With increasing tensions on the Korean Peninsula, continuous threats from an ambitious new leader Kim Jong-un, a ramping up of US military drills in South Korea, Pyongyang’s nullification of the 1953 Korean Armistice and the latest propaganda video of an imagined attack against Washington, could Australia truly be in harm’s way?
Not according to Petrov. “North Koreans don’t have any intention to attack Australia,” he said. “They didn’t event test an ICBM [intercontinental ballistic missile].” The gravest fear is of North Korea developing an intercontinental ballistic missile capable of mounting a nuclear warhead.
Petrov believes it was wrong for Carr to block the re-establishment of the North Korean embassy in Canberra (the embassy had packed up and left in January 2008, in the early days of the Rudd government). “Australia should be more proactive in engaging North Korea in trade and economic co-operation, cultural exchange and visits. These would be advisable in helping Australia and North Korea to maintain peaceful and productive relations. By doing that, Australia would secure its place in the camp of North Korean friends rather than enemies.”
Australia has long been on alert to a threat from the north. The 2009 Defence white paper considered “threats posed by ballistic missiles and their proliferation, particularly by states of concern such as North Korea”. Recently, the National Security Strategy also flagged the tensions and unstable environment on the Korean Peninsula.
Pointing to the two nuclear tests conducted by North Korea in 2006 and 2009 and the imminent destabilising transition of power, Rudd wrote in The Daily Telegraph: “We, in Australia, have no cause for comfort.” He detailed the rogue regime’s development of the the Taepodong 2 — a long-range missile that was tested in 2006 but crashed shortly after take-off — put Australia well within its purported 9000km range, with Darwin lying 6000km and Sydney 8500km away.
I’ve been to North Korea, about 25 years ago. I can’ t begin discuss the experience here – mind boggling – but I can see how they have become what they are today. Most people don’t know they were occupied by the Japanese before the Korean War and they were brutal. Culturally we are worlds apart, although the elite do seem to enjoy a drink – the whole visit was managed and of course we didn’t get to meet dissenters. Some of the patriotic displays we got were comical, from a cynical Australians point of view.

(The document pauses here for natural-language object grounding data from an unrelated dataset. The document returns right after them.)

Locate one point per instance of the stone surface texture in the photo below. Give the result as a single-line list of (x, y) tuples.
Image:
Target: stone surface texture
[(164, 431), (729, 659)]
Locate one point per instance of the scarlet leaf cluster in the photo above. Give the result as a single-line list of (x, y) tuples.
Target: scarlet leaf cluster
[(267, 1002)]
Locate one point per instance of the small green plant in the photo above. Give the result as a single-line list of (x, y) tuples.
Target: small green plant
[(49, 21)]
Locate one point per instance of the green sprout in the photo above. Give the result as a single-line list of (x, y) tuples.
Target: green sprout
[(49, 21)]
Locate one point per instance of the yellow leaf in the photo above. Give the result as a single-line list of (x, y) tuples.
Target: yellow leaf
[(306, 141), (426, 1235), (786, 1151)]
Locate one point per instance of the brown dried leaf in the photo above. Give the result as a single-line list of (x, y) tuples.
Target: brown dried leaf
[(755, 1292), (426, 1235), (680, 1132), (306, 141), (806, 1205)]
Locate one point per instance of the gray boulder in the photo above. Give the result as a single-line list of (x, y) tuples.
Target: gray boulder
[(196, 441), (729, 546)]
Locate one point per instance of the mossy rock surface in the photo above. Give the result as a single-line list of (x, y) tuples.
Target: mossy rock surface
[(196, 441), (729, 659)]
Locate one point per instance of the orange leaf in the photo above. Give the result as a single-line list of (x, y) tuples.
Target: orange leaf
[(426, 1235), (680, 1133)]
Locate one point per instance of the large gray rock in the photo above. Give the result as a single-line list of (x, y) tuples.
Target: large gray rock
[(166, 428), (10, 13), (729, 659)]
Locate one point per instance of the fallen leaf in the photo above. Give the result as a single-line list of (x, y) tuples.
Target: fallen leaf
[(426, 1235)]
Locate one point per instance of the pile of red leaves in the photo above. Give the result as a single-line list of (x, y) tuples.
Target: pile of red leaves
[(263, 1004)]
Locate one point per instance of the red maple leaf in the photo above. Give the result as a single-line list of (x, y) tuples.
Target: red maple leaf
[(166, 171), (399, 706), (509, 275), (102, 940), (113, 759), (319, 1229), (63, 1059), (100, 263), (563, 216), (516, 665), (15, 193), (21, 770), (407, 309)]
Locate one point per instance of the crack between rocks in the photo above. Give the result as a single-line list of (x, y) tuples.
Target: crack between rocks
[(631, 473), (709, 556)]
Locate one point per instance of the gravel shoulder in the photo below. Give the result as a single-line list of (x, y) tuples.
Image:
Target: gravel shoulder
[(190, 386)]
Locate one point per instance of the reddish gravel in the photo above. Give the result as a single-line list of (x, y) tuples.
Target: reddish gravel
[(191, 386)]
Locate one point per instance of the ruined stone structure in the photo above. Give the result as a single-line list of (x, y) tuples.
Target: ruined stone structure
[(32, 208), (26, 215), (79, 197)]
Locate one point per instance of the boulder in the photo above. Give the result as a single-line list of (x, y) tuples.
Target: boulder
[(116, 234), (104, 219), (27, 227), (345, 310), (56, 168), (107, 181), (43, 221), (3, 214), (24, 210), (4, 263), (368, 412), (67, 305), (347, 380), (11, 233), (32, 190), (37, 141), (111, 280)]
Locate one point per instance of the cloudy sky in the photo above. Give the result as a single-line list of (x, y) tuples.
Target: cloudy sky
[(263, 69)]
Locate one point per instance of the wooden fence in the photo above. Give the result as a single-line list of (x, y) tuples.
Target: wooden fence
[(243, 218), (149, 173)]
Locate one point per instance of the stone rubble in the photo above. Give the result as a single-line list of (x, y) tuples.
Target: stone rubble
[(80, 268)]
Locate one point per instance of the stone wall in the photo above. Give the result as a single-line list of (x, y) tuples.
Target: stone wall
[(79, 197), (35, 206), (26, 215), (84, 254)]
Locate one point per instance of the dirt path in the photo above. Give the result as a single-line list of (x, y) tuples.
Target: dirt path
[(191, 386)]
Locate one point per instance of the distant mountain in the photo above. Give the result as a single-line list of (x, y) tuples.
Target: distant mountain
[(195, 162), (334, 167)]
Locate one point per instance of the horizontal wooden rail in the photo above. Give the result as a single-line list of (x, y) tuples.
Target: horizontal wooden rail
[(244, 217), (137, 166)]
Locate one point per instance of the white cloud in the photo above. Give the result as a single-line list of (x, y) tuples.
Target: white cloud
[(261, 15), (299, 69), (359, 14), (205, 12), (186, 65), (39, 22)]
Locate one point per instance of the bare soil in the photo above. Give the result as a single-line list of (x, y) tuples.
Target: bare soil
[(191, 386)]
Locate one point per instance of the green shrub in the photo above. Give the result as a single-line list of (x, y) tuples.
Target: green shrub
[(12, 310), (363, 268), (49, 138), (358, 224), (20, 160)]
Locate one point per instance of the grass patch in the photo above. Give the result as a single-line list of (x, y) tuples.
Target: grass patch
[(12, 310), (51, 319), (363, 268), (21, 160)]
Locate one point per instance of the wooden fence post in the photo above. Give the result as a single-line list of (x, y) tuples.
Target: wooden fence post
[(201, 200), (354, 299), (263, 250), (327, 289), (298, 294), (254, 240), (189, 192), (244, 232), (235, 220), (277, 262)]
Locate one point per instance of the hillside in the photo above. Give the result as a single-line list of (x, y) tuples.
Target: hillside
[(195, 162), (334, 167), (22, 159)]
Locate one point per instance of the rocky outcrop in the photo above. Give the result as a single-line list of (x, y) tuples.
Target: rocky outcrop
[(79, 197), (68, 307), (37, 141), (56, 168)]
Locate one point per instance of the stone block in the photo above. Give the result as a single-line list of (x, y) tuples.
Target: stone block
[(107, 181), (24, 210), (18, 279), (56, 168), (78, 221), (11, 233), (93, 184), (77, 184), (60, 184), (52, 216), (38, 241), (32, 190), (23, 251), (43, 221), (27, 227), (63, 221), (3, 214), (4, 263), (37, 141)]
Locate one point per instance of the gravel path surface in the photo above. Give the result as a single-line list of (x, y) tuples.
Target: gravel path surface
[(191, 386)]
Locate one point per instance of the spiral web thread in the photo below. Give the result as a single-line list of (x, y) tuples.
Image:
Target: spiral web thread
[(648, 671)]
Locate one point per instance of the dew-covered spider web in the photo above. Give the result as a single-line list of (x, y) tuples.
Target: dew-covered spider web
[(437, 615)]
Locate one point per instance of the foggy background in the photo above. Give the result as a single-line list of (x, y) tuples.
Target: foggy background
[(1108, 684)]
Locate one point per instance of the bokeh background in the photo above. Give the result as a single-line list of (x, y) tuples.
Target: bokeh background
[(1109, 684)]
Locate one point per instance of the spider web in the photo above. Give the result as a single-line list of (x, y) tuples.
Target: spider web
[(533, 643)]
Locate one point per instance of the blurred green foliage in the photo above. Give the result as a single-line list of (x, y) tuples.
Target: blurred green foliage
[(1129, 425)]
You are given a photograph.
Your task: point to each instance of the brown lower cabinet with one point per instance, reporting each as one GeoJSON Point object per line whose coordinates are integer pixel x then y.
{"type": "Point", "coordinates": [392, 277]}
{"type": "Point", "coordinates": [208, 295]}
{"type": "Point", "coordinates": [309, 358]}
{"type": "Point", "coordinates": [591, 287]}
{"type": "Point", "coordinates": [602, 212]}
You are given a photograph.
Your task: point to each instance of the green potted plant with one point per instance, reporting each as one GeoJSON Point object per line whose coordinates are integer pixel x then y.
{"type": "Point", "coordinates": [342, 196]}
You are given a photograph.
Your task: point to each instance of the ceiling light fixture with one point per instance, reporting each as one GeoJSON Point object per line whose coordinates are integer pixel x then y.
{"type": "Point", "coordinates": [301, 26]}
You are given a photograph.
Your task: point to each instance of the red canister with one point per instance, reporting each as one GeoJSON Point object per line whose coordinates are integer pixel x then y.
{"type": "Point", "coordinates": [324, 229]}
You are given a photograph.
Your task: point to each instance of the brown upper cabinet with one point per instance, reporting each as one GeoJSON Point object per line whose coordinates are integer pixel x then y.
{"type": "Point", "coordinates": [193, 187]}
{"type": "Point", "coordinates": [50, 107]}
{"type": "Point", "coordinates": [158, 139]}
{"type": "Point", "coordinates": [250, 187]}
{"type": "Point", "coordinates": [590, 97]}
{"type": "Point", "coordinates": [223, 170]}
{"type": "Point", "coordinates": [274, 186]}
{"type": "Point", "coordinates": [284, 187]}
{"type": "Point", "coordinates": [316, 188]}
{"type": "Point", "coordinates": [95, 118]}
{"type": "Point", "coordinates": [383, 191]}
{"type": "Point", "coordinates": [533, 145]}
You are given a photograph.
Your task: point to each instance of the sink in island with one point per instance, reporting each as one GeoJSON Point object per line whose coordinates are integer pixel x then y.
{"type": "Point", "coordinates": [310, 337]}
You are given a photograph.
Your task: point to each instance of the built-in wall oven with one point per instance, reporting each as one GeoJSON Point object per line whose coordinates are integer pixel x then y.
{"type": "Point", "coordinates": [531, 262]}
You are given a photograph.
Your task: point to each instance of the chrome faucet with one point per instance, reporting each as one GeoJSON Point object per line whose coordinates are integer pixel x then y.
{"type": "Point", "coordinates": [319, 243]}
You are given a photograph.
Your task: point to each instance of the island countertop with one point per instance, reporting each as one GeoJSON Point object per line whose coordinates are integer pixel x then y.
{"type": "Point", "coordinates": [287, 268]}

They are right though to distrust the US – they behaved appalling when they realized they couldn’t win the war and they will still do whatever it takes to maintain their presence on that strategic peninsula. South Korea (about the size of Tasmania) has many US bases and is dense with US nuclear bombs – I read this in a book written by an Australian – Peter … I’ve forgotten his last name. I’m sure it’s not hard to find.
Petrov is right. Australians exposed many of the atrocities committed by the US so they think we are pretty fair as a people. I believe that we would be well placed to have some influence, but it would take time build the trust.
It wouldn’t hurt if the US wasn’t still officially still at war with them.
Kim Jong-eun’s aunt is dying of cancer, according to the media here in Japan. She is his chief protector within the regime, and the sicker she gets the more desperate are the moves he makes – brinkmanship as a self- preservation policy. Also Beijing stopped selling Pyongyang gasoline on credit in February. Young Kim seems painted into a corner. It is noteworthy that his grandfather Kim Il Sung was nearly captured by the pro- Chinese faction of his party before turning the tables on them and forcing them to flee to Beijing pursued by Kim’s pro-Soviet faction . Surely the grandson knows he’ll be betrayed by China in the end. Family experience explains a lot in history.